Hier bin ich! Wagen Sie es nicht, ihr wehzutun!
    Sie hört ihre eigene Stimme in ihrem Kopf, aber es
hätte genauso gut ein Traum sein können.
    Kristin? Kristin? Wagen Sie es
nicht, ihr wehzutun!
    Dann wurde wieder gesprochen; also hatte sie
vielleicht Recht. Aber Ev ist sich nicht sicher. Sie könnte es auch geträumt haben.
Womöglich hat sie ebenfalls geträumt, dass seine Schritte sich den Flur
entlangbewegten und dass kurz darauf die Haustür ins Schloss fiel. All das
hätte Stunden, aber auch Minuten dauern können. Mag sein, dass ein Wagen
angesprungen ist. Doch vielleicht war auch das nur ein Traum, ein Trugbild. Ev
saß in der Dunkelheit und lauschte mit klopfendem Herzen auf ein Lebenszeichen
von Kristin und den Jungen.
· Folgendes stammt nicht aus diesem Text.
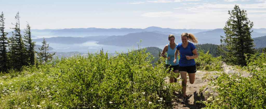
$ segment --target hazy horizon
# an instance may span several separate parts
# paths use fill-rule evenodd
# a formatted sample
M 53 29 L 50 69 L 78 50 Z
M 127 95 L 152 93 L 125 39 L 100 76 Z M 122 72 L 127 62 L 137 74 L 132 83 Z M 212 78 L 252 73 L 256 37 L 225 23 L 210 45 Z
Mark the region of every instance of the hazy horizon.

Aber vergeblich. Sie rief nach ihnen, bis ihr die
Kehle brannte wie Feuer, bis ihr beinahe schwarz vor Augen wurde und sie keine
Luft mehr bekam.
    Das Tageslicht kam und ging, und irgendwann erschien
wieder seine dunkle Gestalt mit Wasser in Pappbechern und etwas Essbarem. Nie
hat sie sein Gesicht gesehen, nicht einmal, als er in ihr Haus kam. Er trägt eine
schwarze Kapuze mit Sehschlitzen, die ihm lang und locker über die Schultern
fällt wie ein schwarzer Kopfkissenbezug. Die schwarz vermummte Gestalt hat Spaß
daran, sie mit dem Gewehrlauf zu stoßen, als wäre sie ein Tier im Zoo und als
mache es ihn neugierig, zu beobachten, wie sie auf diese Behandlung reagieren
wird. Er berührt sie an intimen Stellen und wartet ab, wie sie sich verhält.
    Schämen Sie sich, sagt Ev, während er sie schubst. Sie können zwar meinen Körper
verletzen, aber meine Seele nicht. Meine Seele gehört Gott.
    Sie ist nicht da, und ich bin
ihre Hand. Sag, dass es dir Leid tut.